Censura dei Padroni dei social. La vera sorpresa è sorprendersi

L’unica cosa che sorprende in molti commenti, qualcuno anche di anime belle e immacolati pensatori della sinistra nostrana e non, è la sorpresa. Ma davvero Big Tech, Facebook, Twitter, Youtube, Apple e così via sono dei censori, esercitano, a dispetto del ruolo sociale che ricoprono, e dei privilegi legali e finanziari – non vogliono essere editori – la censura e tappano la bocca a quelli che vogliono loro, a chi dissente, a chi osa avanzare dubbi o perplessità sui dogmi arbitrariamente stabiliti dal verbo politicamente corretto? Signora mia, chi l’avrebbe mai detto!
Ma se sono anni che questo accade! Certo, il caso Trump è così clamoroso che persino i tartufi nostrani e non, privi in genere di occhi e orecchie, hanno dovuto prenderne atto. Ma la censura da anni si esercita senza che nessuno dei difensori delle libertà democratiche alzi un sopracciglio. Anzi…
Chi vi parla ne è un testimone – e una vittima – diretta. Nel 2016 gestivo un blog su La Stampa, intitolato San Pietro e Dintorni. E avevo scritto un post che cominciava così: “Il Grande Fratello profetizzato da George Orwell è già qui, e si chiama Facebook. Ieri qualcuno ha segnalato è imposto l’oscuramento sul popolarissimo social del simbolo del “Popolo della Famiglia”, l’organizzazione politica creata da Mario Adinolfi, bestia nera, vittima e il bersaglio dei gruppi di pressione e degli attivisti LGBT, omosessuali”.
Lo squadrismo sui social degli estremisti LGBT è sempre ben presente, fortissimo e assolutamente impunito. Nel caso in questione era stato individuato come omofobo Il simbolo del Popolo della Famiglia, a causa della scritta: “No gender nelle scuole”. Ci scriveva Mario Adinolfi, a cui avevamo chiesto lumi: “Non posso usare neanche Messenger. e gli Lgbt hanno segnalato in massa il simbolo del Pdf, tra l’altro bloccando per sempre la mia possibilità di usarlo come foto profilo. Dovessi ri-pubblicarlo, mi sarebbe bloccato il profilo per sempre”.

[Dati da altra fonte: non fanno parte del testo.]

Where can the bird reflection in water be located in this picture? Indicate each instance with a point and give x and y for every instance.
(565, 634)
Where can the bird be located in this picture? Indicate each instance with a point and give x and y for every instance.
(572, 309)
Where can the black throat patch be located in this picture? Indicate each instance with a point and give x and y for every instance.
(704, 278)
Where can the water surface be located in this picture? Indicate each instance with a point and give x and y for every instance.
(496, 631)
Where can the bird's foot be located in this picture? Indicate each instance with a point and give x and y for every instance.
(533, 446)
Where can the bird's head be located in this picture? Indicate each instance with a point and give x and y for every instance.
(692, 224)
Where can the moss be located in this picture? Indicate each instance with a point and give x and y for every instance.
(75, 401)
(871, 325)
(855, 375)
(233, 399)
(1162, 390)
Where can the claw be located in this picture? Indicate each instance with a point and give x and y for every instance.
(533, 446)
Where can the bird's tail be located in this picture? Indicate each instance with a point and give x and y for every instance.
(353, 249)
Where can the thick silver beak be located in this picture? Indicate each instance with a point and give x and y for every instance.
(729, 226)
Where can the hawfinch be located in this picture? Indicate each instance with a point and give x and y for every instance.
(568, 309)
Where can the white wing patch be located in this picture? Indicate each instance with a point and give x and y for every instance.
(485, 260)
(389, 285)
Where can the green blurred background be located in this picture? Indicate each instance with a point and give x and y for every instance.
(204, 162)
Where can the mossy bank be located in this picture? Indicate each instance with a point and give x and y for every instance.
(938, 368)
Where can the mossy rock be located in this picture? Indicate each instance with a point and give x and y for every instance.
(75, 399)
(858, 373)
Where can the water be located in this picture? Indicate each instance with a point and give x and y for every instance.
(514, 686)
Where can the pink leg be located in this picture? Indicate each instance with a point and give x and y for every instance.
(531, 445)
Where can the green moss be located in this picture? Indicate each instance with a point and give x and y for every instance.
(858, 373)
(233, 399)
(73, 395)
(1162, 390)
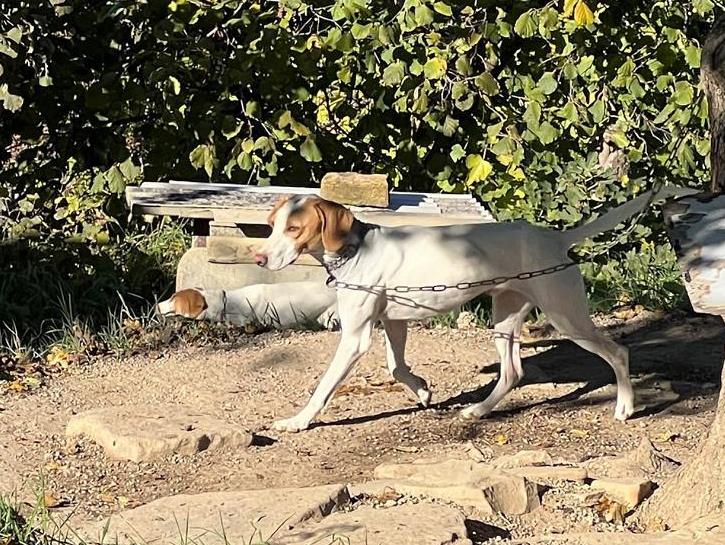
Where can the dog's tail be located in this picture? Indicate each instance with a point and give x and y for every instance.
(611, 219)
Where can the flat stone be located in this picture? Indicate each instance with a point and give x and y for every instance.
(9, 481)
(643, 462)
(523, 458)
(292, 516)
(540, 474)
(628, 492)
(211, 516)
(463, 482)
(355, 189)
(147, 432)
(708, 530)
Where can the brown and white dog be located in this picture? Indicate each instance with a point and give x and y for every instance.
(279, 306)
(378, 259)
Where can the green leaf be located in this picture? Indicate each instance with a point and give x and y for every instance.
(619, 137)
(532, 115)
(310, 151)
(547, 133)
(175, 85)
(204, 156)
(15, 34)
(457, 153)
(251, 108)
(692, 56)
(683, 94)
(359, 31)
(449, 126)
(116, 180)
(10, 101)
(569, 112)
(435, 68)
(547, 83)
(487, 83)
(394, 73)
(478, 169)
(463, 66)
(569, 7)
(703, 7)
(443, 9)
(582, 14)
(423, 15)
(598, 111)
(526, 24)
(570, 71)
(129, 170)
(230, 127)
(247, 145)
(465, 104)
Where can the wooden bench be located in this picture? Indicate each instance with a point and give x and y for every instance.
(696, 226)
(228, 219)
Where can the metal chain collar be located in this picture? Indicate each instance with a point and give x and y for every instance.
(335, 283)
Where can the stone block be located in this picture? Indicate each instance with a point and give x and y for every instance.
(355, 189)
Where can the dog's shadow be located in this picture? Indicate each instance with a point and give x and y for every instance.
(684, 352)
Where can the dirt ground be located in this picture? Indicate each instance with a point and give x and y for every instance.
(565, 406)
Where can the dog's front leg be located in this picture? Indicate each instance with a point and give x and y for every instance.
(354, 343)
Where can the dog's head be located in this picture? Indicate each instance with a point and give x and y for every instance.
(189, 303)
(303, 224)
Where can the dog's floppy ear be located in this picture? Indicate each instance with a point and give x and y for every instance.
(336, 223)
(189, 303)
(279, 204)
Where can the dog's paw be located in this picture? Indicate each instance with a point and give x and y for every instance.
(623, 411)
(292, 425)
(424, 396)
(474, 413)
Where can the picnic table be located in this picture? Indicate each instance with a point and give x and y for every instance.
(228, 219)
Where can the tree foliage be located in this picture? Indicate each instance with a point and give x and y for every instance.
(543, 109)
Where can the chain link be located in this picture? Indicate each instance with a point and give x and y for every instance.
(335, 283)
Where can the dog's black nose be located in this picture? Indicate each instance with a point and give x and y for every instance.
(260, 259)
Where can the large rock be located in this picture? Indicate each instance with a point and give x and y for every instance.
(139, 432)
(352, 188)
(420, 524)
(295, 516)
(643, 462)
(523, 458)
(628, 492)
(704, 531)
(461, 481)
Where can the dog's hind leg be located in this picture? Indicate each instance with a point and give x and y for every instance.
(509, 311)
(565, 304)
(396, 334)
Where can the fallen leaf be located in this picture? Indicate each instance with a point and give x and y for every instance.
(501, 439)
(610, 510)
(52, 466)
(665, 436)
(388, 494)
(51, 500)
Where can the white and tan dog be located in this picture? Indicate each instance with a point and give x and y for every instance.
(378, 259)
(279, 306)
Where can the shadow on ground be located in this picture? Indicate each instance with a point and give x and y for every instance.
(686, 351)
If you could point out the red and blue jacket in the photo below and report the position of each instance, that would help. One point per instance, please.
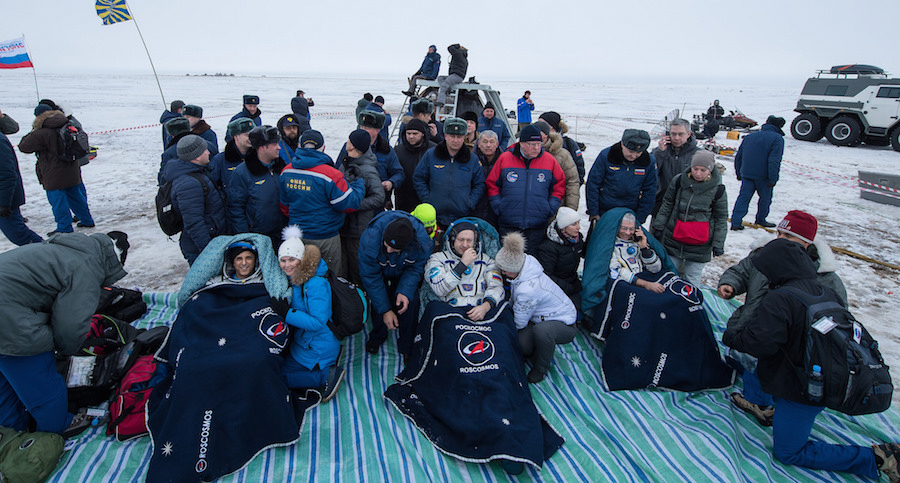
(315, 195)
(525, 193)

Ma volete sapere il seguito di questa storia? Che La Stampa, cioè il giornale in cui ho lavorato per decenni, talvolta pubblicando articoli poco graditi alla gestione e alla proprietà, ma senza essere mai censurato, ha rimosso il post dal sito. Evidenti segni precursori di servilismo verso il regime che da allora è diventato regola vigente. (E se volete anche il seguito del seguito, un altro post, in cui si registrava la protesta di Adinolfi in seguito ad articoli di siti omosessualisti in cui si evocava il termine “morte” per lui e Brandi, è stato egualmente cancellato dal sito de La Stampa).
Una ben triste primogenitura, quella che rivendico, e che è stata purtroppo anche di recente seguita da ben altre censure: nei confronti di LifeSiteNews, Youtube ha proibito per una settimana le pubblicazioni; la stessa cosa è accaduta, in Italia, a un sito molto interessante, La Fabbrica della Comunicazione di Beatrice Silenzi, e last but not least anche Adoracìon y Liberacìon un sito in spagnolo seguitissimo è stato vittima delle stesse prevaricazioni, tanto che ha deciso di aprire una sua piattaforma.

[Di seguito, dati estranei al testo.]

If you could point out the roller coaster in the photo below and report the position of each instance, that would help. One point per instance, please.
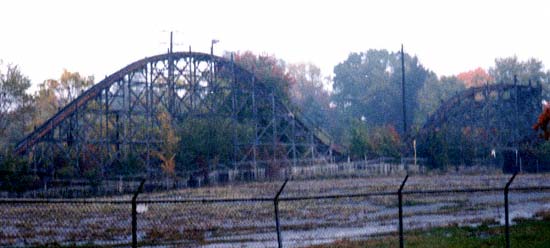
(119, 116)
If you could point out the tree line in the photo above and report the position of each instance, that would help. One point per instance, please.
(360, 106)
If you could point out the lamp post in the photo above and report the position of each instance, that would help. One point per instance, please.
(214, 41)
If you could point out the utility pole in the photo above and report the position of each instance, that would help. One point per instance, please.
(403, 90)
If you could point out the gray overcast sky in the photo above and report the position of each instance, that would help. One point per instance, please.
(100, 37)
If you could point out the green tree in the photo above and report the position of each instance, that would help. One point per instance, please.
(270, 70)
(308, 93)
(368, 86)
(15, 104)
(434, 92)
(54, 94)
(505, 69)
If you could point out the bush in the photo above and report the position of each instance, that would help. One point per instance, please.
(16, 176)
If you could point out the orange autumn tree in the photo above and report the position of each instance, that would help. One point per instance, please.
(475, 78)
(543, 120)
(168, 149)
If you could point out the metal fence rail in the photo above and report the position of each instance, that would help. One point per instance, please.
(189, 221)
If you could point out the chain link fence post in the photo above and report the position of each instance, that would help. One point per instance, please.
(134, 213)
(276, 203)
(506, 210)
(400, 197)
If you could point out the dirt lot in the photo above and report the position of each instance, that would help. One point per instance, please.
(252, 224)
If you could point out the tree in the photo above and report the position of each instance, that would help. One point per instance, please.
(15, 104)
(169, 146)
(308, 94)
(270, 70)
(475, 78)
(434, 92)
(368, 86)
(55, 94)
(505, 69)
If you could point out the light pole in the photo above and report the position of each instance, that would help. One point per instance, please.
(214, 41)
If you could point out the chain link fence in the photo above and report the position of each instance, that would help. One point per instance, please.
(301, 213)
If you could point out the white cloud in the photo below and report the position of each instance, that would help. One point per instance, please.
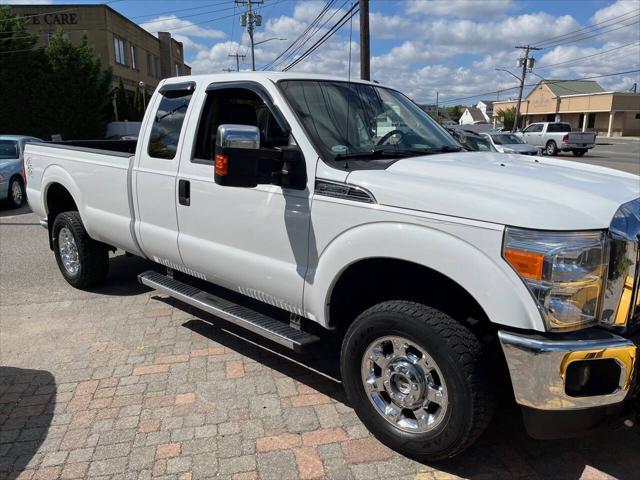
(621, 20)
(459, 8)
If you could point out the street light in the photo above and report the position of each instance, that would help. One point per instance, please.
(268, 40)
(512, 74)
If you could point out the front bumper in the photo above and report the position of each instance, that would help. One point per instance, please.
(543, 369)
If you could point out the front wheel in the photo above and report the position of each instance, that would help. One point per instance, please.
(17, 193)
(82, 261)
(417, 379)
(551, 148)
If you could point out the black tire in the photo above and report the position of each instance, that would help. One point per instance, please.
(578, 152)
(551, 148)
(17, 193)
(93, 256)
(459, 355)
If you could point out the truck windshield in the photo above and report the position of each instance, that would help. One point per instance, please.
(506, 139)
(348, 119)
(8, 149)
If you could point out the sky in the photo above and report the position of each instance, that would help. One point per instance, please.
(449, 48)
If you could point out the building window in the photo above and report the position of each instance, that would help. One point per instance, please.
(118, 45)
(134, 59)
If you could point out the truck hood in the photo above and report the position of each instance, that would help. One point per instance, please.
(508, 189)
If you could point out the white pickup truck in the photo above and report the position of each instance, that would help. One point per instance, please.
(443, 273)
(554, 137)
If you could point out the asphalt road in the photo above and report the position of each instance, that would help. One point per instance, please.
(620, 154)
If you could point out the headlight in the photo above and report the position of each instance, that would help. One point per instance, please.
(563, 271)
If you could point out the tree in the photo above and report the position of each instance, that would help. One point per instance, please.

Non c’è da stupirsi, allora. E probabilmente ci sono molti altri casi simili, di cui non siamo a conoscenza. Ma non si tratta solo di un fatto politico: sono quelli che difendono la vita, il bersaglio preferito. Non vi dice niente il fatto che Biden e la Harris appoggino l’idea dell’aborto fino al nono mese, se non addirittura l’aborto post-natale? Erode, ancora una volta è al potere.